Now what's the expectation when the wife reconciles?  There are LOTS of changes, but more importantly, the same change was made twice: 'eggs'.  What is the logical human expectation?

Well, one could argue that they should be alerted to the fact that there is a conflict.  One could argue that any modification to the list that needs reconciliation should alert the user.  But in this case, there is no conflict... Someone didn't say "I need eggs" and someone else said "Eggs are bought"... They're both saying "I need eggs".

The point is not that git happens to solve this particular problem better than any of the other SCMs (except perhaps real-time systems like google-docs; which are not always practical, and solve a different problem entirely), but that there are potentially DIFFERENT ways that this reconciliation can be applied.

Git's strength is that it doesn't enforce versioning patterns on the user.  It provides a default which can sometimes be confusing.  But not only can you reconcile in different ways, for different situations, but, YOU can CHANGE the history of a file. An administrator is not needed.  And if someone doesn't like that history, they can apply an alternate history in a different namespace (e.g. repository).

The KEY is that the ONLY thing that mattered was the contents of the file.  If, at the end of the day, the wife is able to see what she needs to buy, then how it got there (it's history and merge process) is irrelevant.

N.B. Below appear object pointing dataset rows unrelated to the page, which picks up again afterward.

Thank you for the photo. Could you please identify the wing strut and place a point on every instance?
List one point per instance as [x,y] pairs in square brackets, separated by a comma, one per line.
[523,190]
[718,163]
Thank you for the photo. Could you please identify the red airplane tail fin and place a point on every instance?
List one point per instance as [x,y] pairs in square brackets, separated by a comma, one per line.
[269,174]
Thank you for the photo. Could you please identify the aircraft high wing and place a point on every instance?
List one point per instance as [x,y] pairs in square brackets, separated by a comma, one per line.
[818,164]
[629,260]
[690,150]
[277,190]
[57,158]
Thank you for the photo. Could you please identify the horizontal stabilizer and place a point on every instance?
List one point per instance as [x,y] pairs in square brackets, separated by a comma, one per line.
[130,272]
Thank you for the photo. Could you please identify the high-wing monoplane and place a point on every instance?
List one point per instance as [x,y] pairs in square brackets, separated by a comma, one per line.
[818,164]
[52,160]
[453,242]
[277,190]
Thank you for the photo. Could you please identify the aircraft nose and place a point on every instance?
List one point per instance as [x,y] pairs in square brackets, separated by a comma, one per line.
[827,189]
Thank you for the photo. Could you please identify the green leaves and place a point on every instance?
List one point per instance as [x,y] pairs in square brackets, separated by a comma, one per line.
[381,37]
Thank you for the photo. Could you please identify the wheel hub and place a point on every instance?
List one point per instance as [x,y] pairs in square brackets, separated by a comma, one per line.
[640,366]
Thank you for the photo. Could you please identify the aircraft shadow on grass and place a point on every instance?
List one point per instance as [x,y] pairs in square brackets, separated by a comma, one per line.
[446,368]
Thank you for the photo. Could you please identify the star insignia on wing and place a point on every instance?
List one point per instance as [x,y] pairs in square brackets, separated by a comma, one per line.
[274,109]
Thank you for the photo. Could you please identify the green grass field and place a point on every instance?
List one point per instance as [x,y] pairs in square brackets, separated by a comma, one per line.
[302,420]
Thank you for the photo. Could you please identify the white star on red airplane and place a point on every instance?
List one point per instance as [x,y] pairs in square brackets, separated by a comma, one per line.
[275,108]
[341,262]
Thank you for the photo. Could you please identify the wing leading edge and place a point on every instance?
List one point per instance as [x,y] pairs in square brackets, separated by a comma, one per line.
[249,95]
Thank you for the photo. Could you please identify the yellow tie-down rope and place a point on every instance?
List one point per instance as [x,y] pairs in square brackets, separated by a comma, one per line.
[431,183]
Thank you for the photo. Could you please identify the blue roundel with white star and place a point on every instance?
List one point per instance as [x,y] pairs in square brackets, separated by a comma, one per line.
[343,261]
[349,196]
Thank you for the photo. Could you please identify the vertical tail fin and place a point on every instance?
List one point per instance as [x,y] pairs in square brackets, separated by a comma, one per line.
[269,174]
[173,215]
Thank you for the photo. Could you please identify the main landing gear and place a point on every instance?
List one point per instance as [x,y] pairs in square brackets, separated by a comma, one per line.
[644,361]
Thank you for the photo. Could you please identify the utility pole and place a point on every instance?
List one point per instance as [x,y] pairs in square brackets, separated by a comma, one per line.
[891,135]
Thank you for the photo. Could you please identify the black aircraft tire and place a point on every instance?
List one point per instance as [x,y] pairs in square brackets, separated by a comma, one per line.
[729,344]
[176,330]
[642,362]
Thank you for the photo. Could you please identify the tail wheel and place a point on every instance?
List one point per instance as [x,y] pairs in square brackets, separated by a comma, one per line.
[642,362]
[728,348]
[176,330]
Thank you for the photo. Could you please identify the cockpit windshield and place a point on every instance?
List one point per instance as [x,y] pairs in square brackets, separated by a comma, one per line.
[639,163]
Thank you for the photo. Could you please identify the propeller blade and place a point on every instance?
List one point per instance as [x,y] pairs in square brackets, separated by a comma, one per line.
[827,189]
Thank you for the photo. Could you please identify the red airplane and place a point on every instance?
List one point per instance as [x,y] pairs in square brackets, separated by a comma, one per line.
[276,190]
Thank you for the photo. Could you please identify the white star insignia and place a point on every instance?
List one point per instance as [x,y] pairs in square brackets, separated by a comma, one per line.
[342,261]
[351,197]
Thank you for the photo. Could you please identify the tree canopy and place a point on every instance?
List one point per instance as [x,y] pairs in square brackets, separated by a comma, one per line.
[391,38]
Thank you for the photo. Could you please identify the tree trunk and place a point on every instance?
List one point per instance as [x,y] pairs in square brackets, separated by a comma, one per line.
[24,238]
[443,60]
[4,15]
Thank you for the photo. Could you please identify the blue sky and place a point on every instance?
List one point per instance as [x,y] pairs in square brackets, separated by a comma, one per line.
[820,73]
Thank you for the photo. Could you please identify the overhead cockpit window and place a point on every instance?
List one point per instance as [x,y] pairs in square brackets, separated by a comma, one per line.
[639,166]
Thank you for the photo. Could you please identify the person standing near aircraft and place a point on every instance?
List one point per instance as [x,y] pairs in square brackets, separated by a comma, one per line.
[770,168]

This isn't always a true statement.  Government audit records are not histories to be trifled with.  A single canonical representation is critical.  Even customer presented feature-change-lists should be immutable - they want to see version 1.2.3 followed by 1.3.5 followed by 2.0.9.  If that history got rearranged in the change-list of the next release, they'd be un-happy... And that's what canonical lists are for.  Lists that are intended to never have their histories changed, and where bureaucracy is mandatory for submission of changes.

BUT, this is only the final publication.. There are intermediate publications that go on all the time in life.. We chat verbally with our peers.. We exchange emails.. We email files.. We ftp/share files.  All outside of the canonical publication.. The only real question is whether a publication system can track those histories as well - since tracking things brings order to the chaos.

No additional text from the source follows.